Dans la majorité des cas, l’amélioration est rapide. En trois à quatre jours, le malade retrouve son énergie, mais il doit poursuivre son traitement quotidien pendant trois mois au moins, sinon c’est la rechute assurée. Si cela ne suffit pas, le médecin peut y associer des antidépresseurs sérotoninergiques. Et surtout, les années suivantes, il conseillera à son patient de commencer la photothérapie dès le mois d’octobre, avant que les premiers symptômes ne s’installent.
L’été, il existe une forme particulière de dépression saisonnière. Elle est plus rare, mais liée au même problème : une réponse spécifique à la lumière.
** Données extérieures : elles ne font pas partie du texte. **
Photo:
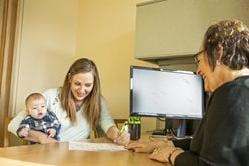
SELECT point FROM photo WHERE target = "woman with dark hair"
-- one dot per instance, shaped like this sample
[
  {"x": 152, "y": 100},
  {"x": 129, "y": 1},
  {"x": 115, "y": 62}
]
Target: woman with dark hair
[
  {"x": 223, "y": 135},
  {"x": 79, "y": 107}
]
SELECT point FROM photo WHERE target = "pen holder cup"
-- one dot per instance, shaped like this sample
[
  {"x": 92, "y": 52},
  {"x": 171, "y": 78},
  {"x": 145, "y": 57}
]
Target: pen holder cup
[{"x": 134, "y": 130}]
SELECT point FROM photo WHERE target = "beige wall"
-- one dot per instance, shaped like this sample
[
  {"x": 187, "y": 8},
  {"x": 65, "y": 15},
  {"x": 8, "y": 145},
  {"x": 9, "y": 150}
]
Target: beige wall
[
  {"x": 53, "y": 33},
  {"x": 106, "y": 35},
  {"x": 46, "y": 46}
]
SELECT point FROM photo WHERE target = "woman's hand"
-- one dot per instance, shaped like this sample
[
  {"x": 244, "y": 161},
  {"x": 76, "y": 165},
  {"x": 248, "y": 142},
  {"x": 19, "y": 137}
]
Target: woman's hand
[
  {"x": 145, "y": 147},
  {"x": 117, "y": 137}
]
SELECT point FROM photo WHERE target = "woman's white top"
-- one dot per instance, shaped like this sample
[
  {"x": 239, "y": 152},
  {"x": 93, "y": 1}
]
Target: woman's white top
[{"x": 69, "y": 131}]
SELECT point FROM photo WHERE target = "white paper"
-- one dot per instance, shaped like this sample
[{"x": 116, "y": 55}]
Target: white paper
[{"x": 86, "y": 146}]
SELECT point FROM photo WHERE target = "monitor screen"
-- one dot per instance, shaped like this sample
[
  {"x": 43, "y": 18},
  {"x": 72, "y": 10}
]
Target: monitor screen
[{"x": 164, "y": 93}]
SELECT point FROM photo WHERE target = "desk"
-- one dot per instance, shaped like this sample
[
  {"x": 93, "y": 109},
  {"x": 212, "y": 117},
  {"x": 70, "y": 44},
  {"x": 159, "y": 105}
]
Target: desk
[{"x": 58, "y": 154}]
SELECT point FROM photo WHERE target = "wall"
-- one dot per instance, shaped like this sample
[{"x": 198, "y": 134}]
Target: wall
[
  {"x": 46, "y": 46},
  {"x": 53, "y": 33}
]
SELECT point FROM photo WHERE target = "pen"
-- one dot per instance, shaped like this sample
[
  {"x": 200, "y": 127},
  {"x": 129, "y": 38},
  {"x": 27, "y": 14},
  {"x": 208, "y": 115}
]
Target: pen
[{"x": 124, "y": 128}]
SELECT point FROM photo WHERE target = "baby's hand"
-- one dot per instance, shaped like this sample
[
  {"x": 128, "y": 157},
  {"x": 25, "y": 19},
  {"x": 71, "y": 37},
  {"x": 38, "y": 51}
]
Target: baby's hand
[
  {"x": 51, "y": 132},
  {"x": 24, "y": 132}
]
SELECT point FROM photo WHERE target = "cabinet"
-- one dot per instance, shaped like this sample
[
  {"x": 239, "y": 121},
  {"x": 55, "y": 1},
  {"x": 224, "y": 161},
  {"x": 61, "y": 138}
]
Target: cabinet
[{"x": 168, "y": 29}]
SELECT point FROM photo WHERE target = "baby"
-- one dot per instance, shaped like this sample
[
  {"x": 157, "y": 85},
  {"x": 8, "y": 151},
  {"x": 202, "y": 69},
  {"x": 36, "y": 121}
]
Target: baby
[{"x": 38, "y": 118}]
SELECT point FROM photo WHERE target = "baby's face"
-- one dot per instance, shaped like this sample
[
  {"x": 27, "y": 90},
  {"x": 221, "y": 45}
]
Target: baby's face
[{"x": 37, "y": 108}]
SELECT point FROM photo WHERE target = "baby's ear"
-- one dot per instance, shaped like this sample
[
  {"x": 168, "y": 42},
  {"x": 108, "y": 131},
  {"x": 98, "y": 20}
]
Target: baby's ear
[{"x": 219, "y": 54}]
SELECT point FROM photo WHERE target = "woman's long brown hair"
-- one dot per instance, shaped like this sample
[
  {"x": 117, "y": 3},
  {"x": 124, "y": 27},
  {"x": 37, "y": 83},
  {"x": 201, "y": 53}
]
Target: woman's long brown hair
[{"x": 92, "y": 103}]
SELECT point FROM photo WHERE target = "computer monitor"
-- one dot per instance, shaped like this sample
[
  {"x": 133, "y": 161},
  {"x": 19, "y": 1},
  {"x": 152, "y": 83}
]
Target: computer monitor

La personne ne supporte pas bien ce "trop de luminosité". Ces patients sont généralement traités par des antidépresseurs.
Les signes annonciateurs de la maladie
L’hiver, vous avez tendance à :
- avoir plus de difficultés à vous réveiller le matin ;
- avoir moins d’énergie durant la journée, à vous sentir fatigué la plupart du temps ;
- manger davantage de sucreries ou de féculents ;
- prendre plus de poids que durant l’été ;
- dormir davantage ;
- vous sentir plus mal en fin de soirée qu’en matinée ;
- avoir une baisse, évidente mais temporaire, de l’humeur ou de l’énergie l’après-midi ;
- avoir des envies compulsives de sucreries, surtout l’après-midi et pendant la soirée.